Design of a heterotetrameric coiled coil

Coiled coils have provided a simple model system for protein engineering studies and the development of biotechnology reagents and novel biomaterials. These motifs are characterized by two or more helices supercoiled about one another resulting in a slight under winding of each individual helix such that there are 3.5 residues per turn of helix. Thus, seven residue positions define two turns of a helix and the positions are labeled by convention with the letters, a–g. Two positions, a and d, are typically hydrophobic as they are usually fully desolvated as the helices come together. Stability and specificity is also influenced by residues at the other five positions, but do not play nearly as important a role as the a and d positions in folding. Nevertheless, many protein design efforts have taken advantage of these other positions, particularly the partially desolvated e and g positions, to define specificity of oligomerization and helix pairing.

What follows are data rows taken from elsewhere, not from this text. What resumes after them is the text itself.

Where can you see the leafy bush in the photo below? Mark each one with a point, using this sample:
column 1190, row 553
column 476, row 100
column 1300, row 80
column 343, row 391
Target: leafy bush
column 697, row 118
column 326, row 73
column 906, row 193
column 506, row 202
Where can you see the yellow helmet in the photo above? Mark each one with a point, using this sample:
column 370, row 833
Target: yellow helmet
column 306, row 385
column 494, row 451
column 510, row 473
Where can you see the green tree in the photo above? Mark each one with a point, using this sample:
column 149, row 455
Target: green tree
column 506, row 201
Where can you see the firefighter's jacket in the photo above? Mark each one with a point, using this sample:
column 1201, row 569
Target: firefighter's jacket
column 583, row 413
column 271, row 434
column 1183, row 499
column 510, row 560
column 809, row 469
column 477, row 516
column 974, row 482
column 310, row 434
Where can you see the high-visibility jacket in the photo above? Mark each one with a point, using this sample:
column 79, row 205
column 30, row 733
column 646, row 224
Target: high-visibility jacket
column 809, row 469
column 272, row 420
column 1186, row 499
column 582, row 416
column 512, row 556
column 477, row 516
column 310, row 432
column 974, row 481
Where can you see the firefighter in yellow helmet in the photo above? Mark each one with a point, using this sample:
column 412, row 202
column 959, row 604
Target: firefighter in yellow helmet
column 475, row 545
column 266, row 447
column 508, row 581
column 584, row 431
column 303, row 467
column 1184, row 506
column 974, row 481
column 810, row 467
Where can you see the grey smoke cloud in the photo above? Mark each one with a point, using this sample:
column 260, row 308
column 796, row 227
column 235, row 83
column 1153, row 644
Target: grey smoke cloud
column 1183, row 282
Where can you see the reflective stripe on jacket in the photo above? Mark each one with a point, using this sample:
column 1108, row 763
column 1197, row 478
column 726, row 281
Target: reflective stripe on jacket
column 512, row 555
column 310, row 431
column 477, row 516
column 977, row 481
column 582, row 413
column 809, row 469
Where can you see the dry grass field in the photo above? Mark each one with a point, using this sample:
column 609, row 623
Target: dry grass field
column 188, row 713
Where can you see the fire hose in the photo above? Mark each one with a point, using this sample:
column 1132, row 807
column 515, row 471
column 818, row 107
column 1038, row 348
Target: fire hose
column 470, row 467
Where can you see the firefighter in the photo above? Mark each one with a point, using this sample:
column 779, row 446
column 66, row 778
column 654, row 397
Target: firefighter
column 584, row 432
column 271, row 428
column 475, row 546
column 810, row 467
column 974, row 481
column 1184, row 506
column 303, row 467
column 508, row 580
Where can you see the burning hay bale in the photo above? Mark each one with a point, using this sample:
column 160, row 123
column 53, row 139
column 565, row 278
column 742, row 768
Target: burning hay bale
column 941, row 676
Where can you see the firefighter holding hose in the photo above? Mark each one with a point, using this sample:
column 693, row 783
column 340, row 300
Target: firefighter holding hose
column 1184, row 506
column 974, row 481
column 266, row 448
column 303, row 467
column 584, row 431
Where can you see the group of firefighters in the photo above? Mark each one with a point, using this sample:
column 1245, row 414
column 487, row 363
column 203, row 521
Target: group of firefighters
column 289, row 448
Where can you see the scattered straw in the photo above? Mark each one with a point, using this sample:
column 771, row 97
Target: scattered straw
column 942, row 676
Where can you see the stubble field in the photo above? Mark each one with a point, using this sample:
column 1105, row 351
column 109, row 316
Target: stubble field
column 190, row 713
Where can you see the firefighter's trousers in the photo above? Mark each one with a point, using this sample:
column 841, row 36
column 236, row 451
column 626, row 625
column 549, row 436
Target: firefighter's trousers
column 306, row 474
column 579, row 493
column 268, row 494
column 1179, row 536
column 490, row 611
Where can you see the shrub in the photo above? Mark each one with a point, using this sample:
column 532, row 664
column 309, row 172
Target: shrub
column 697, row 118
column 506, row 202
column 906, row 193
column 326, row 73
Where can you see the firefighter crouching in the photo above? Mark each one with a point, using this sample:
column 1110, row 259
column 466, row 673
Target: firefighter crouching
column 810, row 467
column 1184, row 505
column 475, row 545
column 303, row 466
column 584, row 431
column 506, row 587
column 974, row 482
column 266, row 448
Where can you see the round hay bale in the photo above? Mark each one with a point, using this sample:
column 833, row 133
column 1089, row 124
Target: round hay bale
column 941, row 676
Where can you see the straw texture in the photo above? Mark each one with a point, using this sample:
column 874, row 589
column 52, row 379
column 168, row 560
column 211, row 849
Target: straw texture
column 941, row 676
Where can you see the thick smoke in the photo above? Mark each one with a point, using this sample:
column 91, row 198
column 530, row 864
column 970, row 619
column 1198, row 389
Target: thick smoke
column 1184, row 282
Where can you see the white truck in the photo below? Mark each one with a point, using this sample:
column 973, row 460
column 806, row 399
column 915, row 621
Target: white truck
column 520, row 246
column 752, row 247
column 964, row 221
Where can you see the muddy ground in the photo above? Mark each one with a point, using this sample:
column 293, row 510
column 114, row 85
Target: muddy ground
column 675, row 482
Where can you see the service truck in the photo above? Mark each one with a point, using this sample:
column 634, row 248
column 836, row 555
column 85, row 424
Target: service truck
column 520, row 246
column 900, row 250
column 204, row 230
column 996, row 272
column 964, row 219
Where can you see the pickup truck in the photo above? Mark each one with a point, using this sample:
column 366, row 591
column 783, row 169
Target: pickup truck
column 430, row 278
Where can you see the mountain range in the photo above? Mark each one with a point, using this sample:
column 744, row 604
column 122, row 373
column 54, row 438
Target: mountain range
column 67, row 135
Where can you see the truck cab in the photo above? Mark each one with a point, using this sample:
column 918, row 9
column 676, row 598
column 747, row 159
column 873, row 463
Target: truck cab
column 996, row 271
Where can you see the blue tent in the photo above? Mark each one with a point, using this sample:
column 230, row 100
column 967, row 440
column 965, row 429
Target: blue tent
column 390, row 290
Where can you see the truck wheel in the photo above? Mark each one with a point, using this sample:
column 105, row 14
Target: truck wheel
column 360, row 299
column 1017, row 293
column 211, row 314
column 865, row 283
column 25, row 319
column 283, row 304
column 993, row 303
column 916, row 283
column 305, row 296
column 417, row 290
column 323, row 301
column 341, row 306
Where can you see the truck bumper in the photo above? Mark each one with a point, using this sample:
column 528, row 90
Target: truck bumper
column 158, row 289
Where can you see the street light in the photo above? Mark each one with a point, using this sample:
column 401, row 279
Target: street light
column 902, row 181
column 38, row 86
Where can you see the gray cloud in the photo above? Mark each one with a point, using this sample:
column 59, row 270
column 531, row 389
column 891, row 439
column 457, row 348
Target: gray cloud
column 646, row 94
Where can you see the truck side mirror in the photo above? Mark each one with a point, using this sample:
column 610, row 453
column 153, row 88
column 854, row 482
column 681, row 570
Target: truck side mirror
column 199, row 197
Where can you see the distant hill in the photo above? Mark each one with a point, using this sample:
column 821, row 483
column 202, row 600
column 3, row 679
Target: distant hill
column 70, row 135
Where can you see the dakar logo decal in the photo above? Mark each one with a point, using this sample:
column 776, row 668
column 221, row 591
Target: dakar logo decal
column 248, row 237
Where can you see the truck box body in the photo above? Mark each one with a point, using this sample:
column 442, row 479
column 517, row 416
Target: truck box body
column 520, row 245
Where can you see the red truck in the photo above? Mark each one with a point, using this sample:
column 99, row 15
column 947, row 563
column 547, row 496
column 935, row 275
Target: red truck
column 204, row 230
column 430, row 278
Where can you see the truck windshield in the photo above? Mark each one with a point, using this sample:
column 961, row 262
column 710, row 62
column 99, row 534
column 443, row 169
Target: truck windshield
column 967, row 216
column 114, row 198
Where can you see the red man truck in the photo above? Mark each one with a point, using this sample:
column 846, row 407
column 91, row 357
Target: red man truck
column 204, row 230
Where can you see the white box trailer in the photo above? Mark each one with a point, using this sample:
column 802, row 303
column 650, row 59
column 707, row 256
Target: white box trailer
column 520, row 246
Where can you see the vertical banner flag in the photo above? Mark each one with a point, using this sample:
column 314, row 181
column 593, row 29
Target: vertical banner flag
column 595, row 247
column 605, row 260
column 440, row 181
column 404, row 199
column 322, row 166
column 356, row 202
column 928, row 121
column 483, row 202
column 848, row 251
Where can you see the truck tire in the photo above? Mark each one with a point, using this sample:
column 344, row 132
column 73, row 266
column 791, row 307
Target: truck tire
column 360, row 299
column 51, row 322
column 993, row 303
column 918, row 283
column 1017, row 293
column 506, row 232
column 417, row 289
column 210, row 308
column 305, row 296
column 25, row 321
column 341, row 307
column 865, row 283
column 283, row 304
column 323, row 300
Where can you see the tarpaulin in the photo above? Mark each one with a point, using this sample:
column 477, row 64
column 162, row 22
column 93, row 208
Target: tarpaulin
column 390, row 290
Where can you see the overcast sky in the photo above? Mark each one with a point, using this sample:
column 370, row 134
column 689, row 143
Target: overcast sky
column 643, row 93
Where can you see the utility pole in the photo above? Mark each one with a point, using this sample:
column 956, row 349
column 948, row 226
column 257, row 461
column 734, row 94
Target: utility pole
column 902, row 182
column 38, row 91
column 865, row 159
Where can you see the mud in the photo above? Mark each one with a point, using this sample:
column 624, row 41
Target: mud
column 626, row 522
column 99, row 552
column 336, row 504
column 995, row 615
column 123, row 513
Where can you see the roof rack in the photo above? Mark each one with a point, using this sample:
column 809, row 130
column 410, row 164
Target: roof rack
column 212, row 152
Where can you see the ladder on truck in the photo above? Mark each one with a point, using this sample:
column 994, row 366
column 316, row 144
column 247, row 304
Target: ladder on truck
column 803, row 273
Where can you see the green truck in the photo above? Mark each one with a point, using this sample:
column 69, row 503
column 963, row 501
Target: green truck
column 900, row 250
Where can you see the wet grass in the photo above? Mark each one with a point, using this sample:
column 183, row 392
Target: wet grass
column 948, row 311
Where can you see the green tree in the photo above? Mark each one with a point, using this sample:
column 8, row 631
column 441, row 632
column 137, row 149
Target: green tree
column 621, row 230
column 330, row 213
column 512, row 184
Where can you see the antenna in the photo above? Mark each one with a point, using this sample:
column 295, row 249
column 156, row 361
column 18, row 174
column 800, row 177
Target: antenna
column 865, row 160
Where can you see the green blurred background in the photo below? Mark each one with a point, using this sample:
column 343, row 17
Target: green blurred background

We have been interested in designing heterospecificity into tetrameric coiled coils for their potential in biomaterials research.1 Electrostatic interactions are well documented in the literature for introducing heterospecificity into coiled-coil pairing interactions and have been reviewed recently.2, 3 Although many examples exist in using salt bridges to engineer specificity into dimeric coiled coils, there are only a few examples of similar approaches for tetrameric coiled coils. Earlier work in our laboratory showed that glutamates and lysines could be engineered into the well-solvated heptad positions, b and c, in peptides containing the lac repressor tetramerization domain to create salt-bridge induced heterotetramers.4 We showed that this model system contained antiparallel helices. Heterospecificity has also been engineered into a parallel tetrameric coiled coil, called Acid-pLL/Base-pLL, using the well-known GCN4 coiled-coil system.5–7 In this work, charged residues were introduced at e and g heptad positions of the GCN4 coiled-coil sequence, and these mutations, in conjunction with replacement of a buried asparagine residue with a leucine residue (at an a heptad position) revealed the formation of heterotetramers. This structure was highly stable yet lacked specificity of helix orientation. Other studies, in which charged residues are introduced at e and g positions of different coiled-coil model sequences, revealed a preference for dimerization,8, 9 leading to some question as to the generality of this approach to designing heterotetramers.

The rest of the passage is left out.